Figure 1. High-risk plaque features. Cross-sectional comparison of vessel structure and OCT imaging: the middle panels illustrate the three-layer organization (intima, media, adventitia) and their associated pathology, while the bottom panels show corresponding OCT images highlighting their relative thickness and echogenic characteristics.
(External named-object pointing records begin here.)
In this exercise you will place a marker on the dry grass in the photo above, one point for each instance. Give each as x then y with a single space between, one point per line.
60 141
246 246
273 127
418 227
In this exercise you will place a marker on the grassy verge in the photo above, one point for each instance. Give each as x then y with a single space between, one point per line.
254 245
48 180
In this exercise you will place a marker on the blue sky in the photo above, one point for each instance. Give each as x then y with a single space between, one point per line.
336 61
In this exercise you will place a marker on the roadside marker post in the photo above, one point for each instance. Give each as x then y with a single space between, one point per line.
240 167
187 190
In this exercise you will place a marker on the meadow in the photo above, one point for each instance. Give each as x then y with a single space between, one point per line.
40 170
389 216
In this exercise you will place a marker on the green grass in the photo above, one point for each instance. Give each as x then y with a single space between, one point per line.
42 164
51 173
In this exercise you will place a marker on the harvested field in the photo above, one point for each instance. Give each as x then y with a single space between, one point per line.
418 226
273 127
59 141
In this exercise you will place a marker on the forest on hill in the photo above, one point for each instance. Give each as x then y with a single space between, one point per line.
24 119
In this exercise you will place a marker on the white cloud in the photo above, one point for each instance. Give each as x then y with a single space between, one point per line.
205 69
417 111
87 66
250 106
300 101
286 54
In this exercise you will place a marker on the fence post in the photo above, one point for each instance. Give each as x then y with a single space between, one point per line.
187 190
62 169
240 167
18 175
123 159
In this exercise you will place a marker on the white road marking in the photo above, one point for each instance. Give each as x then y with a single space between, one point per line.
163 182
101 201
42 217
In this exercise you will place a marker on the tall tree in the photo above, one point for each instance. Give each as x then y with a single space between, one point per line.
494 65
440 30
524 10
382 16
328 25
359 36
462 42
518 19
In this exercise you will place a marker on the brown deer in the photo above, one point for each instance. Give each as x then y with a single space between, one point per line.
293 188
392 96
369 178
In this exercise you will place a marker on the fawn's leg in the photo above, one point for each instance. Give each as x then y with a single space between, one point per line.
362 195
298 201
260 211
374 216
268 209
This article focuses on various high-risk coronary plaque features, their identification, and contemporary management in such.

EPIDEMIOLOGY

The PROSPECT trial was a prospective study published in 2011 that enrolled 697 patients presenting with ACS who underwent three-vessel coronary angiography, grayscale, and intravascular ultrasound (IVUS) imaging after percutaneous coronary intervention (PCI).³ The trial identified three independent predictors of nonculprit lesion-related major adverse cardiac events (MACE): a minimal luminal area ≤ 4.0 mm², a plaque burden ≥ 70%, and the presence of thin-cap fibroatheroma on IVUS. During a median follow-up of 3.4 years, nonculprit lesion MACE occurred in approximately 4.9% of patients, with an increasing event rate when all three high-risk characteristics were present (18.2%).³ Despite this, the positive predictive values and 3-year cumulative risk remained low even for the highest-risk lesions. This underscores the importance of ongoing trials evaluating whether preemptive treatment of high-risk nonculprit lesions reduces MACE compared with medical therapy. We describe these associated high-risk plaque features in further detail in the following section.

HIGH-RISK PLAQUE FEATURES

Thin-Cap Fibroatheroma and Necrotic Core

Thin-cap fibroatheroma is defined by a fibrous cap < 65 µm that overlies a large necrotic core or lipid-rich content. This is the most common high-risk plaque feature prone to rupture.^2,4 The necrotic core includes oxidized low-density lipoprotein (LDL), macrophages, and cellular debris from apoptotic cells. This comprises a thrombogenic substrate that can trigger thrombus formation when exposed to circulating blood.^1,4 Plaques in which the necrotic core exceeds 10% of total plaque volume have an increased risk of rupture. Thin-cap fibroatheroma consists of collagen, proteoglycans, and smooth muscle cells, and its structural integrity is compromised by metalloproteinases released by inflammatory cells, which degrade the collagen-rich cap while simultaneously decreasing collagen synthesis, thereby weakening the protective barrier.² Thin-cap rupture usually occurs at the shoulder regions where mechanical and shear stress concentrate and the inflammatory cell density is highest.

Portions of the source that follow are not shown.